Pemeran utama, Lakshmikant Chauhan yang dimainkan oleh Akshay Kumay mencoba membujuk istrinya, Gayatri untuk menggunakan pembalut higienis sekali pakai. Namun Gayatri justru menolak lantaran harga pembalut sekali pakai dinilai begitu mahal untuk keluarga mereka yang miskin. Gayatri bahkan lebih memilih mati karena penyakit reproduksi ketimbang harus melawan tradisi dan budaya.

Kalaupun Gayatri tetap menggunakannya, keluarga perempuannya akan iri dan nyinyir lantaran ia dianggap membuang-buang uang hanya demi membeli pembalut sekali pakai.

Jika dalam satu bulan perempuan mengalami menstruasi selama lima hari, maka selama itu pula mereka tak dapat beraktivitas. Jika dikalkulasikan setahun, maka perempuan kehilangan 60 hari produktif. Artinya, perempuan hanya memiliki 10 bulan efektif dalam setahun.

Berbagai masalah itulah yang melatarbelakangi Lakshmi untuk memproduksi sendiri pembalut higienis sekali pakai. Namun sayang, usaha Lakshmi dihadapkan ribuan tantangan, terutama adat dan budaya. Lakshmi bahkan harus menelan kenyataan pahit, diusir dari desanya dan dipisahkan dari istri tercinta karena dianggap aib bagi keluarga.

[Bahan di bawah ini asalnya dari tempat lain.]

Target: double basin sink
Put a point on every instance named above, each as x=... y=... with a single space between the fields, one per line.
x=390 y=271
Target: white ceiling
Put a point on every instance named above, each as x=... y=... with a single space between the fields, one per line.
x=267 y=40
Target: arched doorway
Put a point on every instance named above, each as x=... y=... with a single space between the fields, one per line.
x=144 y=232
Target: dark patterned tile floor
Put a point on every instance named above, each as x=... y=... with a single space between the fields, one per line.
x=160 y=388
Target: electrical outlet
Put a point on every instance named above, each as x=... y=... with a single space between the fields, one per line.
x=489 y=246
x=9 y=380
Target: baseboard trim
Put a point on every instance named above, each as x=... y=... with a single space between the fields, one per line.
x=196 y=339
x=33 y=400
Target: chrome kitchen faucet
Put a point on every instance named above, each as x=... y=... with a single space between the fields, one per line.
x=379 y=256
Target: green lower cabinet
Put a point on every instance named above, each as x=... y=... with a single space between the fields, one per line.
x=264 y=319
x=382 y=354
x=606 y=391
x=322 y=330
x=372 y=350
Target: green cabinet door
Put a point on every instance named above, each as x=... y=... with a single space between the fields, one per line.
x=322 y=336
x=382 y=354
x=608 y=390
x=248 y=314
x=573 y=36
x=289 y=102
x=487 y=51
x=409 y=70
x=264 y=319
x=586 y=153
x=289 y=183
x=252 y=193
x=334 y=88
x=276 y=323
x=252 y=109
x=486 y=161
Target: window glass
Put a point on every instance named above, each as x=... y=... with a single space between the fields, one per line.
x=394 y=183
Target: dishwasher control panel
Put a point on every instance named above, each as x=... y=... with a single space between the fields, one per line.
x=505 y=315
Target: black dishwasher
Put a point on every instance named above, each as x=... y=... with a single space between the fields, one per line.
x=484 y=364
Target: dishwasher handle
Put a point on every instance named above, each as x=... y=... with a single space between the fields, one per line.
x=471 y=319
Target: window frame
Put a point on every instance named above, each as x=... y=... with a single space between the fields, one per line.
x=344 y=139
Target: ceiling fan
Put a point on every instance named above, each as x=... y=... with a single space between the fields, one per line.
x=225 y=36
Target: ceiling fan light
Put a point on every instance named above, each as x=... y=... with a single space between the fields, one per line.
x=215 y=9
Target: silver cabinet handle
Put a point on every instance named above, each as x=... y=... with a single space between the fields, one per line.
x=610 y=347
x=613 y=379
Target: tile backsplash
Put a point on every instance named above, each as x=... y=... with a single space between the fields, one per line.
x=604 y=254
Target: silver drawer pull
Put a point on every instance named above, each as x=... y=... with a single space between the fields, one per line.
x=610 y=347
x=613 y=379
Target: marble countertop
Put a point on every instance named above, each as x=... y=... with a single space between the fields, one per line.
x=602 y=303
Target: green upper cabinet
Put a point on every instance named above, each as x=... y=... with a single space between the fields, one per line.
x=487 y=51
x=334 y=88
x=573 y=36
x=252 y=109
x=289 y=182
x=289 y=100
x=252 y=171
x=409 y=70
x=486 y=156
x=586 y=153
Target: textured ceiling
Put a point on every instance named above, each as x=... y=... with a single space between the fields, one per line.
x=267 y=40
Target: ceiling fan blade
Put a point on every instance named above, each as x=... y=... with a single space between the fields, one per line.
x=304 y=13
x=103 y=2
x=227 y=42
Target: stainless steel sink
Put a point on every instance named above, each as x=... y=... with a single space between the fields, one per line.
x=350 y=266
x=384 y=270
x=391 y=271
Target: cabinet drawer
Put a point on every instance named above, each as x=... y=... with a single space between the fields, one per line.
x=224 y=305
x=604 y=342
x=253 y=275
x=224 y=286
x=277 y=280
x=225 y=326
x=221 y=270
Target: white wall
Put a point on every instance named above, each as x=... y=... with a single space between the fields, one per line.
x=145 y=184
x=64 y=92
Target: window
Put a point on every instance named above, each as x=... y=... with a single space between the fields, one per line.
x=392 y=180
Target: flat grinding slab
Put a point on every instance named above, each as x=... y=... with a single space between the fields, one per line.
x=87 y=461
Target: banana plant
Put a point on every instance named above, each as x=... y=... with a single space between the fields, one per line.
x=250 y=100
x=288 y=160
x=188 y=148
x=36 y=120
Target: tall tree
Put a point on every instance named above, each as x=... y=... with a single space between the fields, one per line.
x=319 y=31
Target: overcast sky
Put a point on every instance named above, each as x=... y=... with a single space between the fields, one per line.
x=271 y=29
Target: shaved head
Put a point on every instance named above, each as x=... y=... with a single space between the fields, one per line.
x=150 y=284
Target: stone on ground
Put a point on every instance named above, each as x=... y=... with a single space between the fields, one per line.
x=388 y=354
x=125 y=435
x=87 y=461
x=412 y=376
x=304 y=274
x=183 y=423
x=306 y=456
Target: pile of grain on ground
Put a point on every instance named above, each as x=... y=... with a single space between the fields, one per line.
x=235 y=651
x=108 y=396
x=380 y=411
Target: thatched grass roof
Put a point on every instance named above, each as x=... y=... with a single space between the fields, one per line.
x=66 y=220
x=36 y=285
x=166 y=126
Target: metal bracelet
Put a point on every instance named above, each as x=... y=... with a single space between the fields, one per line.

Ketabuan menstruasi sebetulnya bukan hanya ditemukan di India saja. Di berbagai negara, termasuk Indonesia, menstruasi masih dianggap begitu memalukan. Buktinya, sebagian perempuan harus berbisik-bisik saat mengabarkan dirinya sedang menstruasi. Bahkan mereka juga seringkali menggunakan bahasa samaran seperti datang bulan, kedatangan tamu, berhalangan, dan lain sebagainya.

Ketabuan mentsruasi sejatinya merupakan warisan budaya kuno turun temurun. Zaitunah Subhan dalam bukunya “Al-Quran & Perempuan” menyebutkan, anggapan bahwa menstruasi sebagai kutukan menurut M.A Anees sudah ada sejak masa filsuf Aristoteles.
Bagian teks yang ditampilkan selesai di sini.